Japanese founder of Ennōkyō (1887–1925)

Fukada Chiyoko (深田 千代子) (October 3, 1887 – January 6, 1925) was the Japanese founder of Ennōkyō (円応教), a Japanese new religion based in Tamba, Hyōgo Prefecture. She began her religious career after receiving a divine revelation on July 16, 1919. For the next five and a half years until her death at the age of 37, she carried out faith healing and teaching that attracted numerous followers.

==Biography==
Fukada was born in Ogawa Village (小川村), Hikami District (氷上郡), Hyōgo (now Tanba City). On July 16, 1919 (Taishō 8), at the age of 33, she received a divine revelation (天啓, tenkei). This date is commemorated by Ennōkyō as the religion's founding day (立教の日, rikkyō no hi).

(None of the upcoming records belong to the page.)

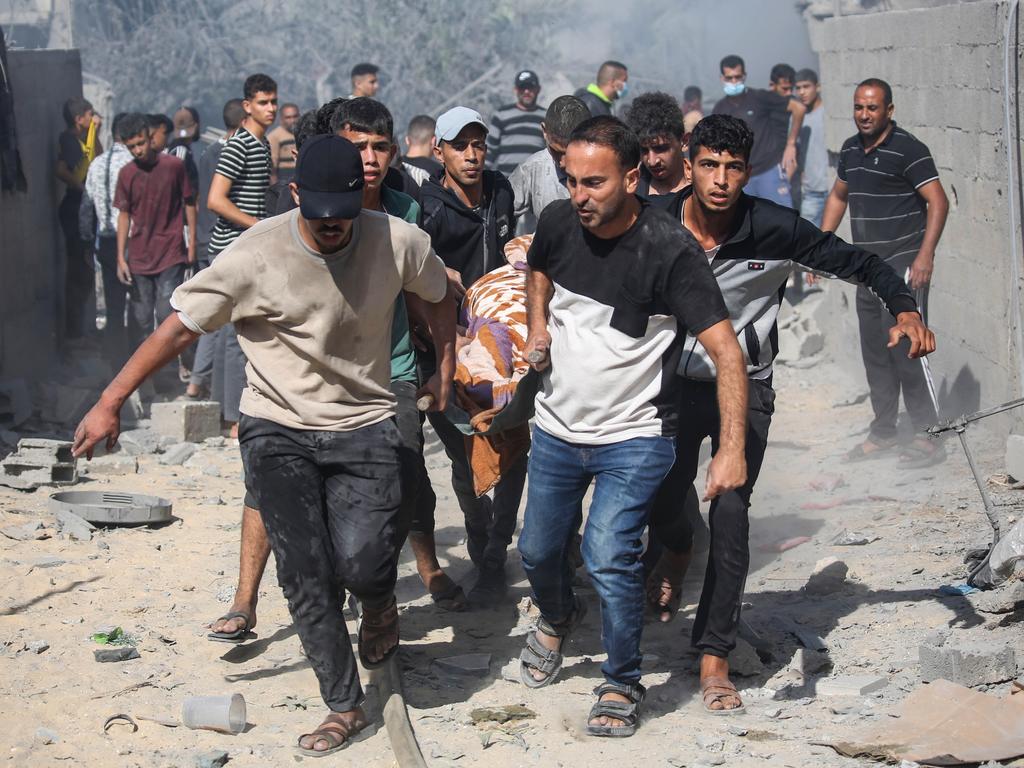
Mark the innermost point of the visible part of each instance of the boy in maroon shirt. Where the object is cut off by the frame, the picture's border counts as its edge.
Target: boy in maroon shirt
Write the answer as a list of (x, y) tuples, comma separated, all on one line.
[(156, 201)]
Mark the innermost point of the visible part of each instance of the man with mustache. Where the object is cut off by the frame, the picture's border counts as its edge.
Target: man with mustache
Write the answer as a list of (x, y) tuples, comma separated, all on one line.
[(312, 295), (898, 209), (752, 245), (657, 121), (613, 286), (468, 214)]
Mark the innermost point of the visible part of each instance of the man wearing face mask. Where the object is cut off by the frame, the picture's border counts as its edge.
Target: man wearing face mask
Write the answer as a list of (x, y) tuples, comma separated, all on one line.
[(773, 160), (612, 84)]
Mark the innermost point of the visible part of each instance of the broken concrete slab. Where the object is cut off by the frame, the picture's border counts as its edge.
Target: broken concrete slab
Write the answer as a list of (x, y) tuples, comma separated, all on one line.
[(467, 665), (850, 685), (139, 441), (966, 662), (178, 454), (213, 759), (743, 659), (27, 531), (74, 526), (1004, 599), (114, 465), (809, 663), (827, 577), (186, 422)]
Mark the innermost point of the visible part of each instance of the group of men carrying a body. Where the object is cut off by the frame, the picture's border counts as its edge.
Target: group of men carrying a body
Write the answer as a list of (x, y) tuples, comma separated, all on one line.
[(634, 312)]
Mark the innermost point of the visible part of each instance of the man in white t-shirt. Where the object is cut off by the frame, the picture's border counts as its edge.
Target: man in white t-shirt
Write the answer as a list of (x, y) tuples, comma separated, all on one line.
[(311, 294)]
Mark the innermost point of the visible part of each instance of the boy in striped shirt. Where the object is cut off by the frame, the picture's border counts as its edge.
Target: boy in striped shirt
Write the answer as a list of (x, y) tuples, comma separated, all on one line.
[(238, 196)]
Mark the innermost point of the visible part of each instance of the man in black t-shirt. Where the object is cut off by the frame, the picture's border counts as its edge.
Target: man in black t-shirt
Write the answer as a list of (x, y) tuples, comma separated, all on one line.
[(612, 286), (775, 121), (897, 209)]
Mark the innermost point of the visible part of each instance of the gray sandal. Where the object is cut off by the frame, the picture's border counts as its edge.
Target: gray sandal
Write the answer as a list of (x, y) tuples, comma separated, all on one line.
[(545, 660), (628, 713)]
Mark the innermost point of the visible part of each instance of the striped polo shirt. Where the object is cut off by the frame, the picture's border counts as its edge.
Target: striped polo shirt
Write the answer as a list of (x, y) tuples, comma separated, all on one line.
[(246, 161), (513, 136), (887, 214)]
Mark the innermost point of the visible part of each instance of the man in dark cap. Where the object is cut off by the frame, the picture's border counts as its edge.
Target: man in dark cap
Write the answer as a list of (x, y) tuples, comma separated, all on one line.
[(317, 433), (516, 130)]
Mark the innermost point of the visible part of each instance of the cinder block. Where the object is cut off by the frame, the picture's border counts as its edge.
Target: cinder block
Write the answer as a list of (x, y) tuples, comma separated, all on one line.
[(967, 663), (186, 422), (1015, 457)]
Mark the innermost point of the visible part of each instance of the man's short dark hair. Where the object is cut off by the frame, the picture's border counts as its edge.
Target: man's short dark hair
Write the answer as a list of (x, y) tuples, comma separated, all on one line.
[(75, 108), (158, 120), (882, 85), (562, 117), (364, 68), (305, 128), (421, 129), (116, 126), (133, 124), (609, 71), (653, 115), (364, 115), (782, 72), (233, 114), (326, 112), (730, 62), (258, 83), (605, 130), (722, 133), (806, 76)]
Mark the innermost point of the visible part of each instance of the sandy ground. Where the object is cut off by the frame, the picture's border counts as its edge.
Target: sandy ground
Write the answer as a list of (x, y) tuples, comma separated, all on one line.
[(163, 585)]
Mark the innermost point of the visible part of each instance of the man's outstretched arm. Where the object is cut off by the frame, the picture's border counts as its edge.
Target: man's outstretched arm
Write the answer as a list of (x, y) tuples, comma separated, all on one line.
[(728, 467), (103, 420)]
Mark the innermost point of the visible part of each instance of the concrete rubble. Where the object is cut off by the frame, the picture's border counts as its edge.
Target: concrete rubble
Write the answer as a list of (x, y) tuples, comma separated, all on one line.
[(39, 462), (968, 663), (186, 422)]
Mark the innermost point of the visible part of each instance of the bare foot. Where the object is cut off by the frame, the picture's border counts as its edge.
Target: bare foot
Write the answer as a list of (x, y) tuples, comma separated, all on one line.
[(336, 729), (551, 643), (609, 721), (715, 675)]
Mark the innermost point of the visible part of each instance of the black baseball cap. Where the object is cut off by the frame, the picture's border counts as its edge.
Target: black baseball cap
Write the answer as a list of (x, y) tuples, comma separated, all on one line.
[(527, 79), (329, 174)]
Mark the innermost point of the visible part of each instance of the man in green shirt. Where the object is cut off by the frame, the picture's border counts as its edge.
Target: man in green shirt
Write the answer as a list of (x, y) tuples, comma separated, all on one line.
[(612, 83)]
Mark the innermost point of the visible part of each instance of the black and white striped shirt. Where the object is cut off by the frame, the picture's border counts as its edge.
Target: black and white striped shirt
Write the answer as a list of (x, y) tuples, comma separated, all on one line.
[(513, 136), (246, 161), (887, 214)]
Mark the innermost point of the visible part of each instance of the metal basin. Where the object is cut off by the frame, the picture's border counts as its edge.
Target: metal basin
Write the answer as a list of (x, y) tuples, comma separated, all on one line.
[(113, 507)]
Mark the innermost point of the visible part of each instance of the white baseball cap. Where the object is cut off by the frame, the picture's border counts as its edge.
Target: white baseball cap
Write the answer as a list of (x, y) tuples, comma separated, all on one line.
[(452, 122)]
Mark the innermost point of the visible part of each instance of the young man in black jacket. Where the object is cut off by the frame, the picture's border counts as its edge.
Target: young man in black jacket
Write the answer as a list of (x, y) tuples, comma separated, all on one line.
[(752, 245), (469, 215)]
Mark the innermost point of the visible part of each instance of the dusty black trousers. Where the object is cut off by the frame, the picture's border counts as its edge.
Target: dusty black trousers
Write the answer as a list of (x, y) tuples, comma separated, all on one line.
[(330, 502), (718, 612)]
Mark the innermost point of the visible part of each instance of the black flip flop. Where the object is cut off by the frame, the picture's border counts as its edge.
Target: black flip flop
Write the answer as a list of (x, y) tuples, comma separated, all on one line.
[(239, 636)]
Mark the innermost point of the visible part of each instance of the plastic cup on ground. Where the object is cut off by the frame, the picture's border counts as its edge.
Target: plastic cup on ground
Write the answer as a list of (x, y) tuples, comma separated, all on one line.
[(224, 714)]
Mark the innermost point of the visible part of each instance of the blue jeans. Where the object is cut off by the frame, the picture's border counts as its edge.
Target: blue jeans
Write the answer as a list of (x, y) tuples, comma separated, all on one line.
[(771, 184), (628, 475), (812, 206)]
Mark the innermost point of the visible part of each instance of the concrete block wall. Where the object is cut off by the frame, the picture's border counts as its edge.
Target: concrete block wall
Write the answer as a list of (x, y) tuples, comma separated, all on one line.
[(31, 243), (945, 66)]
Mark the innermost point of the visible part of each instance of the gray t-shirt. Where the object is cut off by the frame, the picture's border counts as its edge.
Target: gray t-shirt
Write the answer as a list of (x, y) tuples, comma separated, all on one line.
[(815, 156)]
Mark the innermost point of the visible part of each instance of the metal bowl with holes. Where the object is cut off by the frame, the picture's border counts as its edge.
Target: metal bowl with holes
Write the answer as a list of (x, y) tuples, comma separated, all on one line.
[(113, 507)]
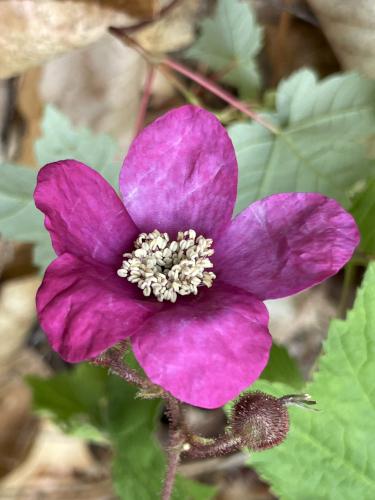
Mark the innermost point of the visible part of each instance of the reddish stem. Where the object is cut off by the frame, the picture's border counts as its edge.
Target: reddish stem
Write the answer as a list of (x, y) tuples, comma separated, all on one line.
[(145, 99), (220, 92)]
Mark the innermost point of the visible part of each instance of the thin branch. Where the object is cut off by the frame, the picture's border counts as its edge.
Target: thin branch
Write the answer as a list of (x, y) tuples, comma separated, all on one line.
[(173, 457), (116, 366), (196, 77)]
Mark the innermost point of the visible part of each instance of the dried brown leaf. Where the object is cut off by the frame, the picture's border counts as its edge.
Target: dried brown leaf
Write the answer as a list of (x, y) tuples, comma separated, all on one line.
[(350, 28), (33, 31)]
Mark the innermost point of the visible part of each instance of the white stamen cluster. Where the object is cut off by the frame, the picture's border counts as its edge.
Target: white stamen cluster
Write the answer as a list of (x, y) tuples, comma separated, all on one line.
[(167, 268)]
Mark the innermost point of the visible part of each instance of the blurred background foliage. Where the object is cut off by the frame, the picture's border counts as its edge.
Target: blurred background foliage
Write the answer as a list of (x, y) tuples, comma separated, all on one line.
[(78, 79)]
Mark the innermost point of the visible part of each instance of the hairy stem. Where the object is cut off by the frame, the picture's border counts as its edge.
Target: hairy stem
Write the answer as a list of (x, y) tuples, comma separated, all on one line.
[(145, 99), (218, 91), (173, 457)]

From 1919 until her death in 1925, Fukada employed a distinctive set of esoteric devotional and healing practices known as shūhō (修法). She gained many followers from the surrounding region due to her charisma and reports of healings.

She died on January 6, 1925 from valvular heart disease.

==Legacy==
In the Ennōkyō religion, Fukada is commemorated with the posthumous title Jishō-in Ennō Chikaku Daishi (慈照院圓應智覺大姉).

After Fukada Chiyoko's death, her children and disciples organized the Ennō Hōshūkai (円応報修会) (renamed Ennō Shūhōkai (円応修法会) in 1931) and a separate Ennō Hōonkai (円応報恩会) (founded in 1933). Both groups were dissolved under the 1940 Religious Organizations Law during World War II. After War World II, Ennō Shūhōkai was revived in 1947, and Ennōkyō (円応教) was organized in 1948 under the Religious Corporations Ordinance; it later merged with Ennō Hōonkai and, in 1952, gained recognition as an independent religious corporation under the Religious Corporations Law.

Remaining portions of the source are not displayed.